Setelah HTTP-public, kini SSH-public

Keisengan saya untuk mengutak-utik STB Server dan Cludflare nampaknya membuahkan hasil. Setelah sebelumnya bisa mengonlinekan blog ini tanpa menggunakan IP Public, sekarang bisa melakukan akses SSH secara remote dari internet walaupun saat ini masih menggunakan bantuan web browser.

Masih banyak yang harus di explore. Tapi sementara ini, dengan bisa mengonlinekan http, dan melakukan akses secara penuh ke SSH melalui jaringan internet, cukuplah. Dengan ini saja sudah banyak hal yang bisa dikerjakan. Mengonlinekan aplikasi, membuat file server yang bisa diakses secara online, dan banyak hal lain.

Tapi ngomong-ngomong, saking berlikunya jalan yang saya lalui untuk bisa berhasil seperti ini, nampaknya untuk mengulangnya kembali belum tentu selancar yang dibayangkan. Tapi kira-kira ya pasti berhasil hehehe…

Teknologi Blog ini

Blog ini adalah sebuah eksperimen. Tidak saya host di sebuah web hosting, namun saya tempatkan pada STB HG680P bekas yang saya taruh di ruang tengah.

Bekas TV Box dengan processor ARM ini selain saya gunakan untuk rupa-rupa keperluan, salah satunya adalah untuk menjalankan blog ini.

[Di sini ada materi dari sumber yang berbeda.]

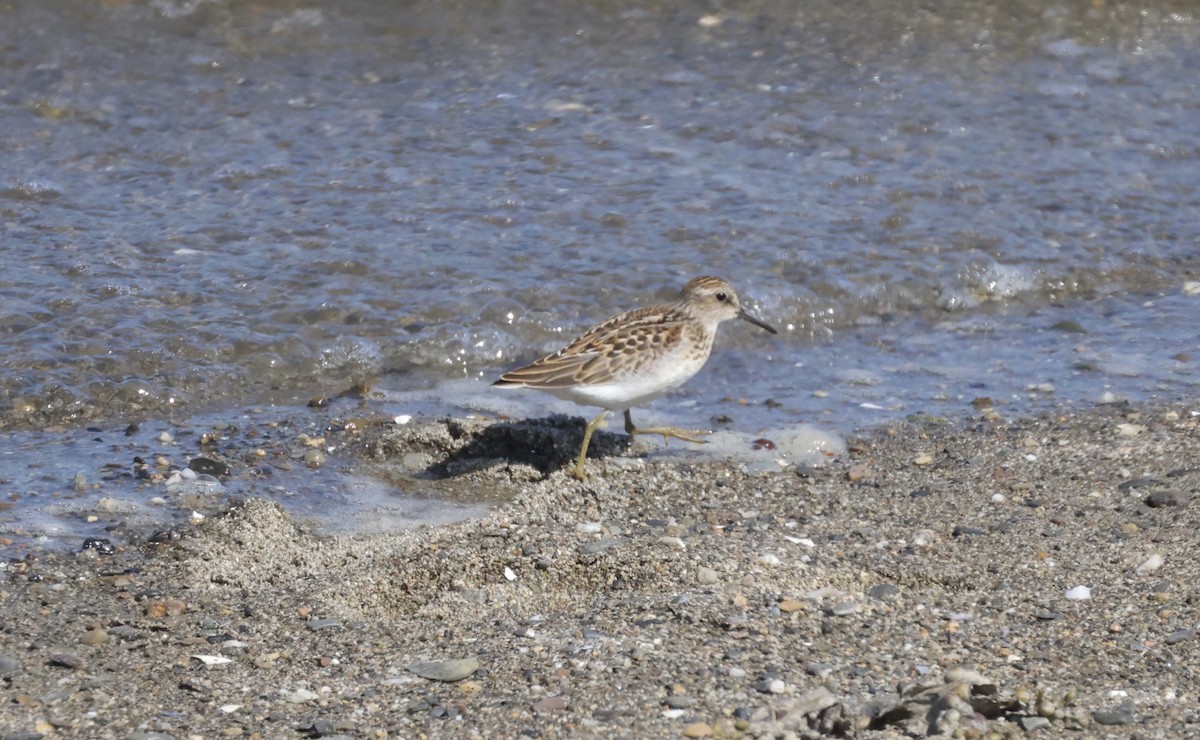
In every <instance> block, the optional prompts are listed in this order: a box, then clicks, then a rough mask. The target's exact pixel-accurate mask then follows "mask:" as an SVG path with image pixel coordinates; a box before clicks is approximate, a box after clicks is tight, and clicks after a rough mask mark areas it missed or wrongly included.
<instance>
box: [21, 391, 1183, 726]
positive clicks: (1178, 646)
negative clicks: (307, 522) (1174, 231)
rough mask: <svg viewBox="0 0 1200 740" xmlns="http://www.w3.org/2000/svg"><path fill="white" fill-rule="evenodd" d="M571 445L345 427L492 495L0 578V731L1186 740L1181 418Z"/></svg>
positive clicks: (109, 556) (31, 568) (446, 434)
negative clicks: (784, 443)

Beberapa Teknologi yang saya gunakan untuk menjalankan blog ini adalah:

  1. Menggunakan Linux ARMBian + Nginx . Saya jarang menggunakan Nginx dan agak bingung untuk mengaturnya agar mempunyai URL yang bagus, tapi untuk sementara gak apa apalah.
  2. Menggunakan CMS WordPress. Walaupun sebenarnya sudah tahunan tidak menggunakan CMS ini tapi saya gunakan lagi karena paling mudah digunakan. Sebenarnya saya hanya butuh CMS yang sederhana saja. Mungkin PHP SQLite. Namun saya tidak menemukan yang cukup layak digunakan. Saya melakukan penyesuaian-penyesuaian yang memakan waktu tidak sebentar agar dia bisa berjalan tanpa error.
  3. Saya menggunakan teknologi cloudflare zero trush  agar aplikasi yang sebenarnya lokal bisa diakses secara global (online). Dengan teknologi ini, cloudflare dan server saya membuat semacam terowongan.

Sebelumnya saya  menggunakan Docker untuk menampung wordpress saya, namun penggunaan docker menurut saya terlalu membebani server kecil ini, sehingga akhirnya saya menggunakan cara biasa.